Versteht Horstkotte hier in diesen Figuren die Knusperhexe?

Gesanglich konnte Frau Kuhn den beiden Kurz- Partien nicht gerecht werden.

Diese sollten sie, wie es früher auch in Mönchengladbach üblich war, vom 1. Fach gesungen werden.

 

Das Elternpaar, die Besenbinder, wurden von Maren Schäfer und Shinyoung Yen hervorragend gebracht.

Maren Schäfer kannte ich bisher nicht. Sie sang und spielte die Mutter.

Als Haussängerin wird sie im Jahresheft nicht aufgeführt, als Gast nicht bezeichnet.

Schauspielerisch auf hohem Niveau verkörperte sie die Mutter glaubhaft, macht ihren Zorn, ihre Resignation und ihren Kummer deutlich.

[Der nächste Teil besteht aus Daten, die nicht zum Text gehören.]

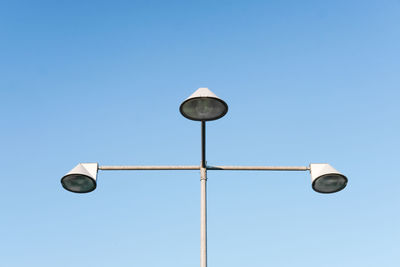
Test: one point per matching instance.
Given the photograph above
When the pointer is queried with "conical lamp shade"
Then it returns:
(326, 179)
(203, 105)
(81, 179)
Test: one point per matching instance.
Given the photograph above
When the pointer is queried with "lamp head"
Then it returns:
(326, 179)
(81, 179)
(203, 105)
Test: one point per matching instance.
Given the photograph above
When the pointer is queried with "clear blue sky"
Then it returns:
(102, 81)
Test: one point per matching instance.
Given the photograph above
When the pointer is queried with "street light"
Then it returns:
(81, 179)
(203, 105)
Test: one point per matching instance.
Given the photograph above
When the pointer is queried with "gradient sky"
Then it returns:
(102, 81)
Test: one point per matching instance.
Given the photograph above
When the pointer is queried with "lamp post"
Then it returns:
(203, 105)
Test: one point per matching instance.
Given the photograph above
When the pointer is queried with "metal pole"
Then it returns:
(203, 199)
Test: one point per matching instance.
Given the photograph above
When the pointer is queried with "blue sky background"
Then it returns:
(102, 81)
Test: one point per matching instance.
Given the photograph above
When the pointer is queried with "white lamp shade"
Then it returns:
(326, 179)
(203, 105)
(81, 179)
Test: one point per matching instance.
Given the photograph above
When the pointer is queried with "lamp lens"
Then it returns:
(330, 183)
(204, 108)
(78, 183)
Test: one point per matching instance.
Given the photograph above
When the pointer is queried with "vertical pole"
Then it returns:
(203, 199)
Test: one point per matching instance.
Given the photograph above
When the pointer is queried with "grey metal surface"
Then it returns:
(212, 168)
(154, 168)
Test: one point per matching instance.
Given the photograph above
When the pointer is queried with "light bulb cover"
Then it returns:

Ich hörte eine junge, noch lyrische, zum jugendlich-dramatischen Fach tendierende Stimme, die sie fabelhaft, mit klingenden Spitzentönen perfekt einsetzte.

Den Namen sollte man sich merken.

 

Der Sänger des Vaters, Shinyoung Yen, vor der Vorstellung als indisponiert entschuldigt, hätte besser nicht gesungen.

Man hörte deutlich, welche Mühe  ihm die Tonproduktion machte und wie es schmerzte. Ich hatte mich sehr auf diese wunderbare Stimme gefreut.

Gespielt hat er vorzüglich.

 

Wie kann die Leitung des Theaters so etwas machen? Hat man keinen understudy?

Standen Herr Bruck und Herr Schwärsky nicht zur Verfügung?

 

Ach ja, die Knusperhexe, von der Regie zu einer komischen Nummer gemacht, die Bösartigkeit, die Häßlichkeit ihrer Gesinnung kamen hier nicht zum Vorschein.

Zur Vorstadtwitzfigur degradiert, konnte selbst Debra Hays das nicht retten, ich habe sie noch nie so schlecht gesehen und gehört.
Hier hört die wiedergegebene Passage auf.